If we can send a series of small probes to a number of likely places, so that individually they’re not expensive—send 6 or 8 or 10 of these; if 1 or 2 fail, you still have 80 percent of the data or samples—that seems to me to be a more sensible approach. In the 32 missions Surrey Satellite has executed, we have a 94 percent success rate.
Spectrum: Can that approach be taken to Mars, too?
MS: Getting to Mars takes longer, of course, and the communications are different. But orbital stability on Mars is somewhat better than on the moon, because the gravity field is more regular. Also, you’ve got an atmosphere, which helps with controlled landing. On the moon you have to do rocket-assisted landing.
Mars is not the place we would go first. But I don’t think it’s an order of magnitude tougher. I think if we can sort things out on the moon, Mars will be twice as hard, not 10 times.
Spectrum: Could one launch clusters of small satellites to the moon or Mars, the way we now put specialized satellites in Earth orbit?
MS: Yes, that’s the plan eventually for the moon. Our last launch a couple of weeks ago [in August 2008] carried five microsatellites, each about 50 kilos, and deployed them into a constellation around the Earth. In principle, what we’re aiming for is to put an Internet around the moon to provide the communication services that all those other satellites and landers are going to need.
Spectrum: Could it turn out that a large number of robotic missions on Mars could be more cost-efficient than a single very expensive and risky sample-return mission?
MS: Yes. For example, you could take advantage of Mars’s atmosphere. You could place an airship in it and trundle around, either landing and sampling or dropping off little probes. Why not have a balloon or some sort of aero vehicle? You could have a small little insect thing that flies around or hops or buzzes and goes from place to place on the Martian surface. Or it could be a larger vehicle like a zeppelin that drifts around in the wind, dropping off little robotic ants that go and look but don’t come back—they just take samples and send back data. That might be better than firing lots of darts into the surface of Mars or landing on it.

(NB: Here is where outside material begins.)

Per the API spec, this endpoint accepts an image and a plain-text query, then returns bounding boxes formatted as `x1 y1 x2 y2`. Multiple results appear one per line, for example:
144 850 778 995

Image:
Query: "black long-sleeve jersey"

On the moon you can’t do that. It’s more likely on the moon we have to have little landers. Mars just might be the place where you have a mother ship dropping off little satellites.
Spectrum: Do you see growing support in the United Kingdom for developing the autonomous ability to put humans in space?
Martin Sweeting: The UK’s position, at present, is that we’re not going to take a lead in manned spaceflight. We do want to support it, but by providing infrastructure and by playing a role in robotic exploration. The UK has a strong record in communications, navigation, and robotics. So we’ll play to those strengths.
Spectrum: Given the known pitfalls of huge, ambitious space projects, does it make sense to be setting the human exploration of Mars as our ultimate objective?
MS: I think it does make sense, but I also think we have a responsibility to put that ambition in context. Look at what happened with the moon: We went there and then just gave up. Where’s it leading? Why are we doing it? What are the possibilities?